|From:||Stephen Mulraney <ataltane.conlang@...>|
|Date:||Saturday, September 3, 2005, 19:44|
On 8/28/05, R A Brown <ray@...> wrote:
> Paul Bennett wrote:
> > On Sat, 27 Aug 2005 20:29:48 -0400, caeruleancentaur
> > <caeruleancentaur@...> wrote:
> >> The pronunciation by some Black Americans of "ask" as "aks" would be,
> >> I think, an example of this.
> > That's actually a rural English feature dating back at least as far
> > as Chaucer, though always recognised as nonstandard. Others here know
> > the exact details better than I.
> Yes, it certainly survived till the 20th cent in rural Brit English and,
> for all I know, still survives here and there. It dates back even
> earlier than Chaucer, right back to the Saxon language brought here in
> the 6th cent. In Old English both _acsian_ and _ascian_ are found.
> In Sussex dialect the _Vespa vulgaris_ was known as a _waps_ /wQps/. As
> a boy I knew, and used, both the dialect _waps_ and the standard English
> _wasp_ (and still occasionally use both forms :-)

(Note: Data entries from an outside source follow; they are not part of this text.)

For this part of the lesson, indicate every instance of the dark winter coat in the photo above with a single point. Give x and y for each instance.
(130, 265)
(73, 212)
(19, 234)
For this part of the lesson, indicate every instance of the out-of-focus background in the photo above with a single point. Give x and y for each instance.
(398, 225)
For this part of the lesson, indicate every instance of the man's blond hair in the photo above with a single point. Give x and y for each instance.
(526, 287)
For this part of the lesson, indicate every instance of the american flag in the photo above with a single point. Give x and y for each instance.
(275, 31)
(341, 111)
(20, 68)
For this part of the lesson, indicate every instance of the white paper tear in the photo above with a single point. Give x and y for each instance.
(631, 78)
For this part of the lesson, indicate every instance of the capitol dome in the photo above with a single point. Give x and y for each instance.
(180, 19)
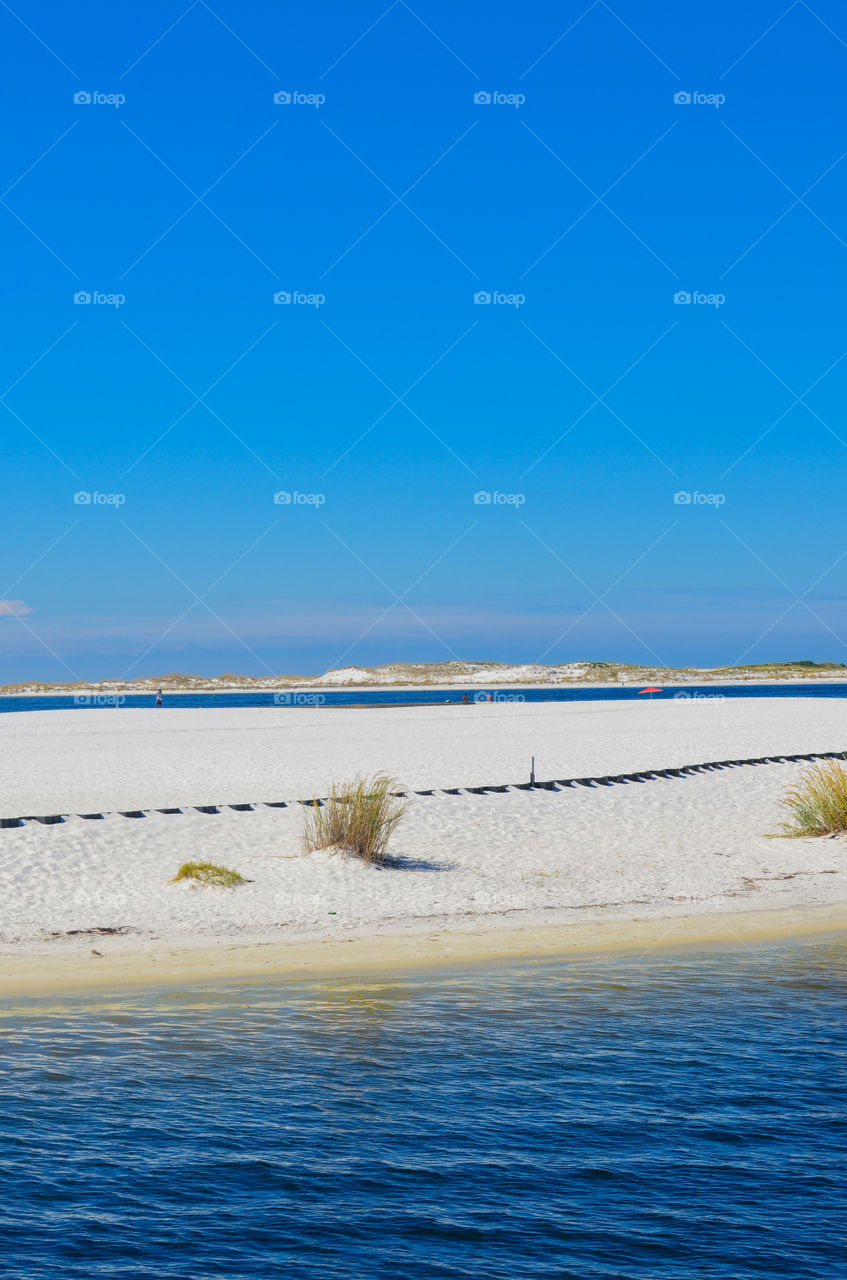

Now that you mention it, there are a good few examples of metathesis in
colloquial Irish English, at least in my environment (Dublin).
First, 'aks' occusr occasionally. I'm not sure about 'waps', but it reminds
of an infamous local form - 'crips' for 'crisps' [we're talking about
slices of potato here - Amerikanskij 'chips', ISTR]. It's not necessarily
metathesis - maybe also omission of the first 's'. In any case, whatever
its origin, the singular is 'crip' now. I mention in passing that _crips_
sold in _pachets_ [p_hatS@ts].
There are more (and more authentic) examples of metathesis here, but
the slip my mind right now.
A game I find easier than 'gniklat sdrawkcab' is [that is pronouncing 'how
are things' as 'sgniht era woh', which my father delights in] is swpaing
cnosnoatns adn vwoles in seapch. Mchu easrie.